Таким образом, гусь постоянно находился где-то между Лакомством и Воздержанием, но не мог быть причислен и к лагерю умеренных…
Вот ведь в какой раз и я убеждаюсь в скверности этого гуся!!! Перебил мне всю заутреню! В кармане-то у Петра Ивановича письмо…
Господи, и какое письмо!!!
Да вот все никак не соберусь с духом распечатать для публики.

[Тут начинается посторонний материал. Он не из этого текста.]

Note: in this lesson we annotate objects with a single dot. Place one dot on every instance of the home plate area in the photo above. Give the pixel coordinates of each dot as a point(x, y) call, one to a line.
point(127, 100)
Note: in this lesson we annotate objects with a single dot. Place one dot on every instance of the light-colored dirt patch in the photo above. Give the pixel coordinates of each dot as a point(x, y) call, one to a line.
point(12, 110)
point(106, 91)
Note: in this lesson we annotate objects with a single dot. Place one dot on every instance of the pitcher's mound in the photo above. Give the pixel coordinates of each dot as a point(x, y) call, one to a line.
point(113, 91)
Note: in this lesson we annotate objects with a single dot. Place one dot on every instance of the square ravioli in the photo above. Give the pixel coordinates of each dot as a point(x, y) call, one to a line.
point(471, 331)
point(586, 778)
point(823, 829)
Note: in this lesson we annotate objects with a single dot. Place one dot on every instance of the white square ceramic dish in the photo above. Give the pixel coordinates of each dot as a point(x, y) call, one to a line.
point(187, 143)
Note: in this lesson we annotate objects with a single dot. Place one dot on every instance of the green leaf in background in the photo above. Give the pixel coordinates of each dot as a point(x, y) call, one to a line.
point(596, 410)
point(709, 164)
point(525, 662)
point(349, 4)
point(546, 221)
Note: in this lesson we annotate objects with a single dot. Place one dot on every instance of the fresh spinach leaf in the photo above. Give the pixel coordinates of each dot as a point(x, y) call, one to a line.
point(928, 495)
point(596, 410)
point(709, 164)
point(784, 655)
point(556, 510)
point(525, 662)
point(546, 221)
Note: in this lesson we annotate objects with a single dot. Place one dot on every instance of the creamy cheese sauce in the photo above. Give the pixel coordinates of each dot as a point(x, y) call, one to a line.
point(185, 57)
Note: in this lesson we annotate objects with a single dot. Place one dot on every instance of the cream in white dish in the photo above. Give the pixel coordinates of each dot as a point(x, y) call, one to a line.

Государь наш самодержец написал Петру Ивановичу Темлякову письмо, содержание которого и привожу ниже с тем чувством священного трепета, кое присуще всякому, кто притрагивается к тем или иным промыслам нашего государя.
Письмо гласило:
«Божею милостию,
МЫ АЛЕКСАНДР ПЕРВЫЙ, ИМПЕРАТОР и Самодержец Всероссийский, Московский. Киевский. Владимирский. Новгородский. Царь Казанский. Царь Астраханский, Царь Польский. Царь Сибирский. Царь Херсонеса-Таврического, Государь Псковский и Великий Князь Смоленский. Литовский, Волынский, Подольский и Финляндский, князь Эстляндский, Лифляндский, Курляндский и Белостокский, Карельский, Тверской, Югорский, Пермский, Вятский и иных, Государь и Великий князь Новгорода, Черниговский, Рязанский, Полоцкий, Ростовский, Ярославский, Белозерский, Обдорский, Витебский, Мстиславский и всея Северной страны Повелитель и Государь Иверской, Грузинской, Кабардинской земли и области Армейской, Черкесских и Горских князей и иных Наследный Государь и Обладатель; и проч., и проч., и проч.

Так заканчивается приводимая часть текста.